Contingency Planning Using Bi-level Markov Decision Processes for Space Missions

Somrita Banerjee,Edward Balaban,Mark Shirley,Kevin Bradner,Marco Pavone
2024-02-26
Abstract:This work focuses on autonomous contingency planning for scientific missions by enabling rapid policy computation from any off-nominal point in the state space in the event of a delay or deviation from the nominal mission plan. Successful contingency planning involves managing risks and rewards, often probabilistically associated with actions, in stochastic scenarios. Markov Decision Processes (MDPs) are used to mathematically model decision-making in such scenarios. However, in the specific case of planetary rover traverse planning, the vast action space and long planning time horizon pose computational challenges. A bi-level MDP framework is proposed to improve computational tractability, while also aligning with existing mission planning practices and enhancing explainability and trustworthiness of AI-driven solutions. We discuss the conversion of a mission planning MDP into a bi-level MDP, and test the framework on RoverGridWorld, a modified GridWorld environment for rover mission planning. We demonstrate the computational tractability and near-optimal policies achievable with the bi-level MDP approach, highlighting the trade-offs between compute time and policy optimality as the problem's complexity grows. This work facilitates more efficient and flexible contingency planning in the context of scientific missions.
Artificial Intelligence,Robotics
What problem does this paper attempt to address?
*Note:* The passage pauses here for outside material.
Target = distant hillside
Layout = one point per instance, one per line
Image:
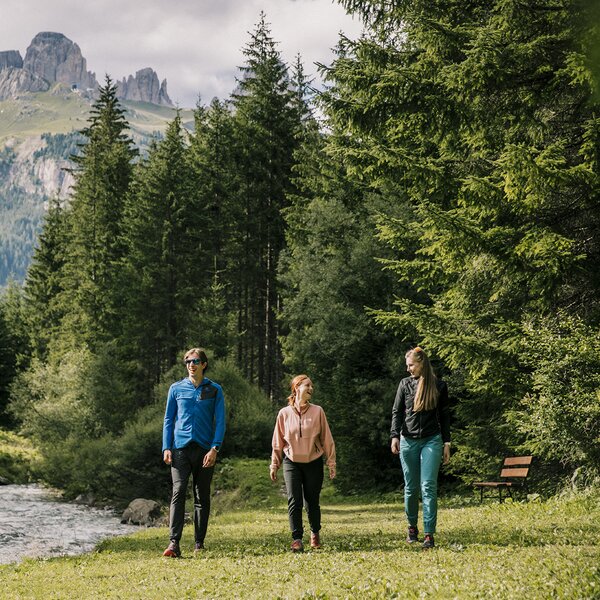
(38, 134)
The problem that this paper attempts to solve is to achieve autonomous emergency planning in scientific tasks. In particular, when planetary probes encounter delays or deviate from the normal mission plan, they can quickly calculate action strategies from any abnormal state point. Successful emergency planning requires managing risks and rewards, which are usually associated with the probabilities of actions, especially in stochastic scenarios. Markov Decision Processes (MDPs) are used to mathematically model this decision - making process. However, in the specific case of planetary probe path planning, the large action space and long - term planning time horizon pose computational challenges. For this reason, the paper proposes a two - level MDP framework, aiming to improve computational feasibility, be consistent with existing mission planning practices, and enhance the interpretability and credibility of AI solutions. Specifically, the paper addresses the above problems through the following points: 1. **Introducing the two - level MDP framework**: To deal with the computational complexity of traditional single - level MDPs in handling large - scale state spaces and long - term planning, the paper proposes a two - level MDP framework. This framework divides the decision - making process into a strategic level and a tactical level. The strategic level is responsible for determining the next goal, while the tactical level is responsible for specific path planning and action execution. 2. **Improving computational efficiency**: By decomposing the MDP into two levels, the state space and action space at each level are significantly reduced, thereby improving computational efficiency. The paper shows that this method can not only generate near - optimal strategies in a relatively short time but also maintain a high reward value. 3. **Enhancing interpretability and credibility**: The two - level structure allows the introduction of human preferences, making the decision - making process more transparent and traceable, thereby increasing the acceptance and credibility of AI solutions. The paper verifies the advantages of the two - level MDP framework in terms of computational efficiency and strategy quality by testing it in the RoverGridWorld environment, especially when the task complexity increases, it can effectively balance the relationship between computational time and strategy optimality.